Virtualization itself is not inherently insecure, but "many virtualization deployment projects are being undertaken without involving the information security team in the initial architecture and planning stages," Gartner said.
Virtualization adoption is growing quickly. Just 18 percent of enterprise data center workloads that could be virtualized have been converted to virtual servers, but by the end of 2012 more than half of eligible workloads will have been virtualized, Gartner said.
"As more workloads are virtualized, as workloads of different trust levels are combined and as virtualized workloads become more mobile, the security issues associated with virtualization become more critical to address," Gartner said.

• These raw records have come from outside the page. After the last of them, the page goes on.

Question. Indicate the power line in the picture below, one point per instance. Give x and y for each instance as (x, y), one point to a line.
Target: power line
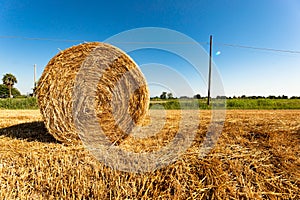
(259, 48)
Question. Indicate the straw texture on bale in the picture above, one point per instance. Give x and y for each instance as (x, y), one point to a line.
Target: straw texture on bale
(117, 108)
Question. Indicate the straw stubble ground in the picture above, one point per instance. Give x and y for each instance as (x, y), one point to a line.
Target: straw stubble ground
(257, 157)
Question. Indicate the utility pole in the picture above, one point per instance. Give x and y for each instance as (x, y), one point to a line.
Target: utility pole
(209, 68)
(34, 79)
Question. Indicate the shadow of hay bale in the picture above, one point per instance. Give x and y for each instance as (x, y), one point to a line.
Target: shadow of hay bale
(33, 131)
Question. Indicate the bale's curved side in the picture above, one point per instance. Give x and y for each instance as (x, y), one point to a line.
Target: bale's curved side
(56, 85)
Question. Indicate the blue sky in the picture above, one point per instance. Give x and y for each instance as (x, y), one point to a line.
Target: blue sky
(258, 23)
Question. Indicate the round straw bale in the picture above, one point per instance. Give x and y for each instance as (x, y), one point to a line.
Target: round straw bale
(117, 108)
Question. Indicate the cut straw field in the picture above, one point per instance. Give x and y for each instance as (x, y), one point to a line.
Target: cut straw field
(257, 157)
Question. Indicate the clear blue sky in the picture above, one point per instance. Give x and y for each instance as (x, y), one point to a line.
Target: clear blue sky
(258, 23)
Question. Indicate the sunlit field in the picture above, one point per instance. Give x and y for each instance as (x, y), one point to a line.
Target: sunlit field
(257, 157)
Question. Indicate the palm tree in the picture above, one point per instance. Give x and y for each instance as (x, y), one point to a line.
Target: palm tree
(9, 80)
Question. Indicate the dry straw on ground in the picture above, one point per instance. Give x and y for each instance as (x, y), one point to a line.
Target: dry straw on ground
(102, 73)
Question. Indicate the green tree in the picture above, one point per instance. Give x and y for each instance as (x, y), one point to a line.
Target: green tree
(170, 96)
(4, 91)
(9, 80)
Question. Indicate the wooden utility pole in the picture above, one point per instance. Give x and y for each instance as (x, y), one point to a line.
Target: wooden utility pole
(209, 69)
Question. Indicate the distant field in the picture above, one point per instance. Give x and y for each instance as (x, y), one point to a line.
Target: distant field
(175, 104)
(257, 157)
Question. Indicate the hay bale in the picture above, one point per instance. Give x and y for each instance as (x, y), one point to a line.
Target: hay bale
(117, 109)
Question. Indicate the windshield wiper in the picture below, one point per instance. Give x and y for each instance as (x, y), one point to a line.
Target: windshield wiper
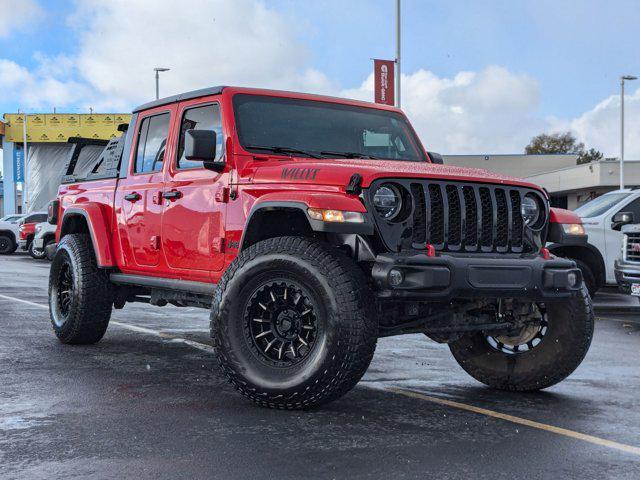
(276, 149)
(350, 155)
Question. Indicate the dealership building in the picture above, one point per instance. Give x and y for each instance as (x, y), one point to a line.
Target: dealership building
(48, 148)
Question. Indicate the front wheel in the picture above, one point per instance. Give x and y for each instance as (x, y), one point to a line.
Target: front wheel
(36, 253)
(536, 357)
(80, 293)
(293, 324)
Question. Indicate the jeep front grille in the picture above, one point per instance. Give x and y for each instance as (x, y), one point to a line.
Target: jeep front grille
(460, 217)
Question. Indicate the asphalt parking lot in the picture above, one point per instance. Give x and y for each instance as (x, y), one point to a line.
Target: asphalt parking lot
(149, 402)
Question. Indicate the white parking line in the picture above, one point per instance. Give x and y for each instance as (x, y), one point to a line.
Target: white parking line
(134, 328)
(408, 393)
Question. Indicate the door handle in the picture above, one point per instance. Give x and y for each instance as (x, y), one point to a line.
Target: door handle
(172, 195)
(133, 197)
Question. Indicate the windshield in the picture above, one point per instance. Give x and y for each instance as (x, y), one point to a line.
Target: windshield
(600, 205)
(323, 129)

Gartner identified six common security risks associated with virtualization deployments. First on the list is that 40 percent of virtualization projects are undertaken without information security professionals in the initial planning stages, according to survey data from Gartner conferences. "Typically, the operations teams will argue that nothing has really changed -- they already have skills and processes to secure workloads, operating systems and the hardware underneath," Gartner said. "While true, this argument ignores the new layer of software in the form of a hypervisor and VMM (virtual machine monitor) that is introduced when workloads are virtualized."
Secondly, Gartner notes that a threat to the virtualization layer can harm all hosted workloads. The hypervisor, as a new platform, contains new vulnerabilities including ones that have not yet been discovered. "Gartner recommends that organizations treat this layer as the most critical x86 platform in the enterprise data center and keep it as thin as possible, while hardening the configuration to unauthorized changes. Virtualization vendors should be required to support measurement of the hypervisor/VMM layer on boot-up to ensure it has not been compromised. Above all, organizations should not rely on host-based security controls to detect a compromise or protect anything running below it."
Additional risks include the following: Network-based security devices are blind to communications between virtual machines within a single host; workloads of different trust levels are consolidated onto single hosts without sufficient separation; virtualization technologies do not provide adequate control of administrative access to the hypervisor and virtual machine layer; and when physical servers are combined into a single machine, there is risk that system administrators and users could gain access to data they’re not allowed to see.